Roughly a year later, while having dinner with the same individual and other Columbia alumni, I suggested if one had taken the advise presented at that meeting, a $25 million portfolio would have experienced a $6 million haircut within one month.

Not a prudent investment.

That scenario was a microcosm of the financial pathology that decimated our socioeconomic environment.

In 2007, BusinessWeek reported that the New York financial industry possessed 5 percent of the jobs and 20 percent of the compensation (4 times average). At Goldman Sachs, the average annual salary was $622,000 (12 times average). This dollar figure excludes bonuses. In 2006, senior Goldman executives received bonus of $30 million to $50 million, while top traders received nearly $100 million.

Today, average annual compensation expenses at Goldman are $293,000, a 50 percent decrease over 5 years.

In addition, a recent Federal Reserve Bank report indicates the financial industry contributes less than 1 percent to total GDP, while generating 25 percent of the profits. These profits exclude the excessive salaries, benefits, and bonuses received by the financial community.

In an April 2011 report, The Senate's Permanent Subcommittee on Investigations (PSI) suggested that Goldman exploited clients in 2006 and 2007 by exposing them to subprime loans in a misleading fashion, favoring certain clients over others. The report includes a case study that details four CDOs that Goldman constructed and sold: Hudson 1, Anderson, Timberwolf, and Abacus 2007-AC1.

In June, New York prosecutors subpoenaed the bank to explain its actions in the run-up to the financial crisis. In addition to the Justice Department, the New York Attorney General and the Securities and Exchange Commission are also investigating.

The subcommittee concluded that top Goldman executives misled Congress during their testimony in July 2010, based on emails presented during the investigation. Federal agencies are now considering whether these executives committed perjury. The U.S. Securities and Exchange Commission fined Goldman Sachs a record $550 million in July 2010 for its fraudulent involvement with the CDO Abacus 2007-AC1.

This week, the SEC filed a civil complaint against Rajat Gupta, a Goldman Sachs director, for insider trading. They charge that he and Raj Rajaratnam were co-conspirators. Among other charges, the indictment alleges that Mr. Gupta informed Mr. Rajaratnam of Warren Buffet’s pending $5 billion investment in Goldman. Within minutes, Mr. Rajaratnam exercised trades that netted $840,000.
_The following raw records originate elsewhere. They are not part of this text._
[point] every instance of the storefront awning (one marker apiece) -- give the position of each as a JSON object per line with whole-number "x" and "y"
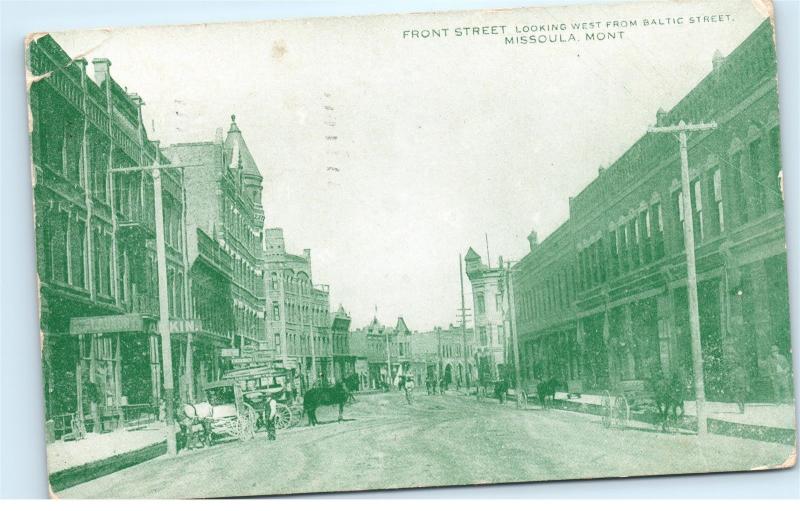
{"x": 121, "y": 323}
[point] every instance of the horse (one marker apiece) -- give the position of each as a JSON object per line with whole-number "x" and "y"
{"x": 351, "y": 384}
{"x": 668, "y": 396}
{"x": 547, "y": 389}
{"x": 500, "y": 390}
{"x": 322, "y": 396}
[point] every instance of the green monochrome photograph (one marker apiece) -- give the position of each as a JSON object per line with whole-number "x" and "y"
{"x": 411, "y": 250}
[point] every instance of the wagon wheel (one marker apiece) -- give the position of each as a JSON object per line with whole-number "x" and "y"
{"x": 622, "y": 412}
{"x": 247, "y": 423}
{"x": 297, "y": 414}
{"x": 606, "y": 403}
{"x": 283, "y": 419}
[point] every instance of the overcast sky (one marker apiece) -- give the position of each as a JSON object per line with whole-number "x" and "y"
{"x": 440, "y": 140}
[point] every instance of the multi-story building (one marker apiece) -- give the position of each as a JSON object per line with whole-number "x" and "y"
{"x": 95, "y": 243}
{"x": 604, "y": 299}
{"x": 298, "y": 313}
{"x": 225, "y": 221}
{"x": 454, "y": 366}
{"x": 388, "y": 350}
{"x": 344, "y": 362}
{"x": 488, "y": 296}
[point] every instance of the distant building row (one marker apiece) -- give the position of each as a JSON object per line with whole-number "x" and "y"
{"x": 603, "y": 299}
{"x": 236, "y": 299}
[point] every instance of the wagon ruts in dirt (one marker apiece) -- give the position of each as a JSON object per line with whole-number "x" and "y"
{"x": 659, "y": 399}
{"x": 260, "y": 382}
{"x": 227, "y": 415}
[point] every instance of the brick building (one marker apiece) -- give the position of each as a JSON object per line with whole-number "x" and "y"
{"x": 298, "y": 312}
{"x": 224, "y": 225}
{"x": 385, "y": 345}
{"x": 603, "y": 299}
{"x": 488, "y": 296}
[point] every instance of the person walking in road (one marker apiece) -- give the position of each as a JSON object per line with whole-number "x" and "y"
{"x": 779, "y": 374}
{"x": 739, "y": 386}
{"x": 271, "y": 413}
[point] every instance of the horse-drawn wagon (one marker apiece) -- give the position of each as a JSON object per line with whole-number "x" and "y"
{"x": 659, "y": 396}
{"x": 224, "y": 414}
{"x": 258, "y": 383}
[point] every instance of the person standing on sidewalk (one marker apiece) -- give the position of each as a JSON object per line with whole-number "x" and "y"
{"x": 739, "y": 385}
{"x": 779, "y": 372}
{"x": 271, "y": 413}
{"x": 408, "y": 387}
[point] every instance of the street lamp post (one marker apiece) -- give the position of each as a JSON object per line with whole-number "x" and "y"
{"x": 512, "y": 325}
{"x": 163, "y": 298}
{"x": 691, "y": 270}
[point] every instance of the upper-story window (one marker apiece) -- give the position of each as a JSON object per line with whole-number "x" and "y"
{"x": 480, "y": 303}
{"x": 775, "y": 184}
{"x": 697, "y": 207}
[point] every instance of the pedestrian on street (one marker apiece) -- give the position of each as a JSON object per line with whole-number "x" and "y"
{"x": 408, "y": 387}
{"x": 271, "y": 412}
{"x": 779, "y": 372}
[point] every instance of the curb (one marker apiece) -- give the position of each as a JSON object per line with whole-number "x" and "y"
{"x": 73, "y": 476}
{"x": 716, "y": 426}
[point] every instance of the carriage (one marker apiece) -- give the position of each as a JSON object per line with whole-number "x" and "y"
{"x": 229, "y": 416}
{"x": 658, "y": 396}
{"x": 258, "y": 383}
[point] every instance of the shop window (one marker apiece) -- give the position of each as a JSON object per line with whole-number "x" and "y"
{"x": 697, "y": 210}
{"x": 757, "y": 196}
{"x": 77, "y": 247}
{"x": 776, "y": 172}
Mr. Rajaratnam, the head of Galleon Management, was recently convicted of 14 conspiracy counts and securities fraud for illegally using inside information to trade Goldman Sachs, Google, Hilton, and Intel equities. The government estimates that these trades generated profits or avoided losses of $72 million. He was sentenced to 11 years.
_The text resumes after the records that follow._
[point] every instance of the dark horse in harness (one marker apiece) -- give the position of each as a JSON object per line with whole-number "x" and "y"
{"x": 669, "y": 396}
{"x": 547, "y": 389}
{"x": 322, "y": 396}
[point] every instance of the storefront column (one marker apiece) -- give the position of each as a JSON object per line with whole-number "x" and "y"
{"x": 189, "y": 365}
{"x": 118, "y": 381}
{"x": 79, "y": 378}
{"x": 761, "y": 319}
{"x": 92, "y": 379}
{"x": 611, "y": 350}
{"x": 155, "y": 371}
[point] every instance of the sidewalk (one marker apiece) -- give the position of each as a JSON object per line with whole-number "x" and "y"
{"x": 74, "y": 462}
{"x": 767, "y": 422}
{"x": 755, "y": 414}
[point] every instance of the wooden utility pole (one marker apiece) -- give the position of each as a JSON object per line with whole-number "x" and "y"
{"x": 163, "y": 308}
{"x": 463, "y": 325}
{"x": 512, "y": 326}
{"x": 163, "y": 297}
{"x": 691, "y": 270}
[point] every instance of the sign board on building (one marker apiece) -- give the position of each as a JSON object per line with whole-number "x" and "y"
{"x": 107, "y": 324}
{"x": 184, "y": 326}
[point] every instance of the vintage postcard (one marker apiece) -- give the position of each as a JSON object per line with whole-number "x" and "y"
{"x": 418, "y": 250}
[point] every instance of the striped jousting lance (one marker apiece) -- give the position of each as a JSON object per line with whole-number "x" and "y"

During the New York sentencing procedure, U.S. District Judge Richard J. Holwell said Mr. Rajaratnam’s crimes “reflect a virus in our business culture that needs to be eradicated.”

The Goldman "magic" may be more illusion than reality.

Perhaps Goldman will survive and even excel in the future.

This prospect seems predicated on their propensity to provide real value to their clients and society.